Last Thursday night,
Ugly Mug Coffee's open house for its new retail coffee shop at 4610 Poplar was packed. Granted, it doesn't take a great many people to fill the tiny building on the corner of Poplar and Perkins. Still, they came to sample and to learn about coffee from Ugly Mug's master roaster Nathan Wiemers, listen to some music, eat some decadent desserts and pastries and taste a bit of a small-run batch of coffee beer.
According to Ugly Mug President David Lambert, the retail shop quietly opened for business in December, but held off on having a official opening until "the bugs were worked out."
There has been a steady stream of customers ever since. Taking over the building that until recently was occupied by Poplar Perk'n, Ugly Mug's operations have provided a sense of continuity for the space. Originally started as a campus hangout in 1998, Ugly Mug closed its café to grow into a thriving local high-end coffee roaster. In 2009, the company was bought by regional coffee service Lambert's, which has been based in Memphis since Bill Lambert started the business in 1971. The acquisition of the Ugly Mug brand by Lambert's has put the commercial coffee service in the high-end market.
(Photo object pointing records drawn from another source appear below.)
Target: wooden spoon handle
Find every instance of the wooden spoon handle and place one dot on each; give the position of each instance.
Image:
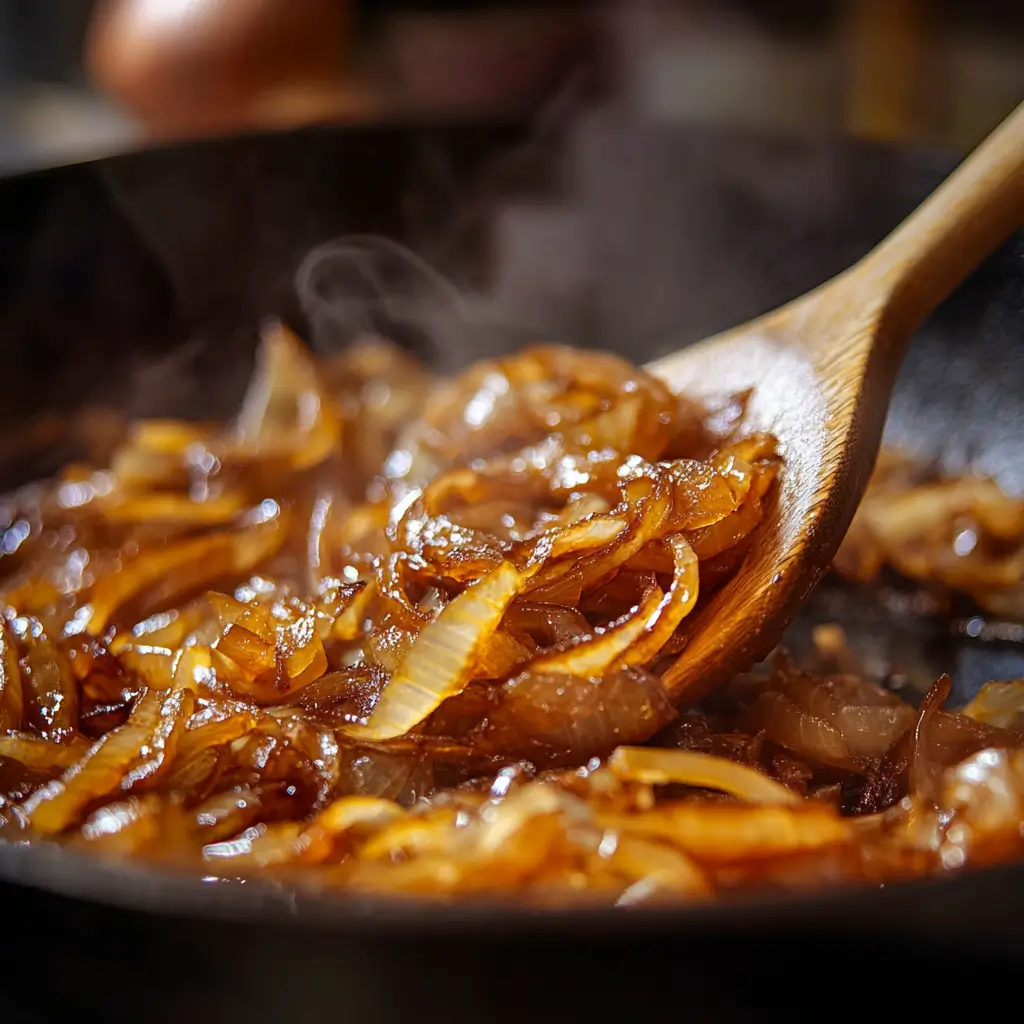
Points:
(976, 209)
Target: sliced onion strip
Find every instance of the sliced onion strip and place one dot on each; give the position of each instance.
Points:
(439, 664)
(706, 771)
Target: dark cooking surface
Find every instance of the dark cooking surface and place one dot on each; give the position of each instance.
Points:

Ugly Mug's signature coffees
With such a small retail space, the flagship café will focus on drive-through service. In doing so, they are going up against coffee leviathan Starbucks. Rachel Baddorf, Head of Marketing for Lambert's, says that Ugly Mug wants to be the antidote to those long, morning drive-through queues at the established chains. "We want to provide better coffee, faster--a better experience," she says, with an updated version of the mission that Bill Lambert started the company with: "We sell happiness."
As a local company going toe-to-toe with established industry giants, Ugly Mug is working with some of Memphis' favorite local entrepreneurs. "We are the best coffee in Memphis, and we want to work with the best Memphis has to offer," says Baddorf.
At the moment, that includes La Baguette French pastry shop, with whom Ugly Mug has worked to celebrate some of its signature coffee flavors. La Baguette has turned Ugly Mug's Buttermoon coffee--a devilishly creamy butterscotch variant--into a pound cake only available at the flagship café location. It alone is worth a visit. The two local companies also work together on a Sweet & Ugly Roll, and on "Blue Suede" icing that complements other signature coffees.
What isn't for sale at the Poplar location--but can be found in a few restaurants and stores in limited release--is a rich, dark coffee beer that combines Ugly Mug's cold-pressed Memphis Blend with Ghost River Brewery's Midnight Magic, in small seasonal batches.
Buttermoon poundcake
In addition to continuing to sell its products in grocery stores and restaurants, Ugly Mug's forward plan is to test market the Poplar location before moving forward with cafés in larger retail shops and other minishop models. To do this, the company has lured to Memphis some impressive talent from the world of high-end coffee.
Master roaster and production manager Nathan Wiemers ran a café in Iowa before heading to Brazil to study coffee. Wiemers settled in Memphis about a year ago and recently was joined by his Brazilian wife. He will oversee the roasting of anywhere from one to five thousand pounds of coffee beans per day, for about 700,000 pounds a year. Compare that to most microroasters, which produce about 100,000 pounds per year. Herein lies the tricky balance that Ugly Mug is trying to strike: accessibility and high production, but not such high production high that quality suffers. According to Wiemers, all Ugly Mug coffee is fair trade, which the customer would have to pay a premium for at the larger outlets.
Nathan Wiemers with customers
On the retail end of the operation is Nicole Francis. She has eight years of experience growing the Minnesota-based Dunn Brothers Coffee, which has spread throughout the Midwest and even has a location in Nashville. Francis would like to see the same thing happen with Ugly Mug. She's taken well to her new home in Memphis, and her professional collaboration with La Baguette extends to the personal: the pastry shop whipped up a divine coconut cake for her wedding day.
While the operation's snacks and steaming cups of coffee have a decidedly local flavor, Ugly Mug is looking beyond Memphis. But it is wary of growing too quickly. For Lambert's, adaptability and flexibility are crucial elements to customer service.
When asked for details on future shops, David Lambert smiles and shrugs: "We’ll see."